As Rahal was battling with Scott McLaughlin for sixth-place, Grosjean, who was running directly behind them, saw his opportunity to make a move and made a dive-bomb on Rahal in Turn 5. The two drivers bounced off each other once and then a second time before settling back in line.
Rahal would eventually have to give the spot up to Grosjean when he ran out of fuel on the last lap, but he was still heated afterwards, as he gestured wildly afterwards to Grosjean’s Andretti Autosport teammate, Alexander Rossi, as they walked back to the paddock.
As he explained what happened, Rahal didn’t hold back, giving a play by play on Grosjean’s intentional swipe at Rahal’s Honda.
“I just think it’s clear. Just watch the in-car camera, and look at the angle of his head,” Rahal said. “When I can see in the mirror that his head is directed this way, when the track is going this way, it’s pretty self-explanatory.
“I gave him room. I was trying this outside move on Scotty (McLaughlin) this whole time, so I knew Romain was going to dive-bomb me because I already had been warned that’s what he was doing. But look where he scraped it, why are you turning into me? Your right front is at my left rear. There’s no excuse for that here. Look, he just releases the car to hit me. And here again. Boom, we’re straight. Look at how much room he has.
“I’m just frustrated because this isn’t the first time. At St. Pete, he hit everybody he could hit. We come here, he hit Rossi, hit Herta, hit me. At some point, we have to clean up our act.”
Though the incident did not draw the ire of officials on Sunday, Rahal added his two cents on whether there needs to be intervention from Race Control.
“As another driver in the series told me, you can’t teach an old dog new tricks, and that’s kind of been his reputation over his whole career in Europe, and we’re learning his reputation quickly here,” Rahal said.

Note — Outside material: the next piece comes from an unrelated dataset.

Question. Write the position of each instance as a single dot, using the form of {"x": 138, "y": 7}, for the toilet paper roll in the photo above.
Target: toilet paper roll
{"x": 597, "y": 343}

“If race control doesn’t want to do anything, they’re not going to do anything. But when we go and punt him, they better not do anything to me. Which in the past, I’ve been penalized for a lot less than that.”
Meanwhile, Grosjean noted that the contact between his car and Rahal was not intentional, but instead just “hard racing.”
“We touched a couple of times, but it was good racing,” Grosjean said. “It was tough out there. Barber is a very good track but very tough to pass, especially when you’re in a train.
“If the guy in front of you doesn’t have anyone in front of them, you can try a different line, but they’re all in line, so it was quite tricky.
“It’s good racing. It’s IndyCar. Wheel to wheel action. Sadly, we didn’t have the right strategy; the three-stop didn’t work, and we were better than others on tires. On to the next one.”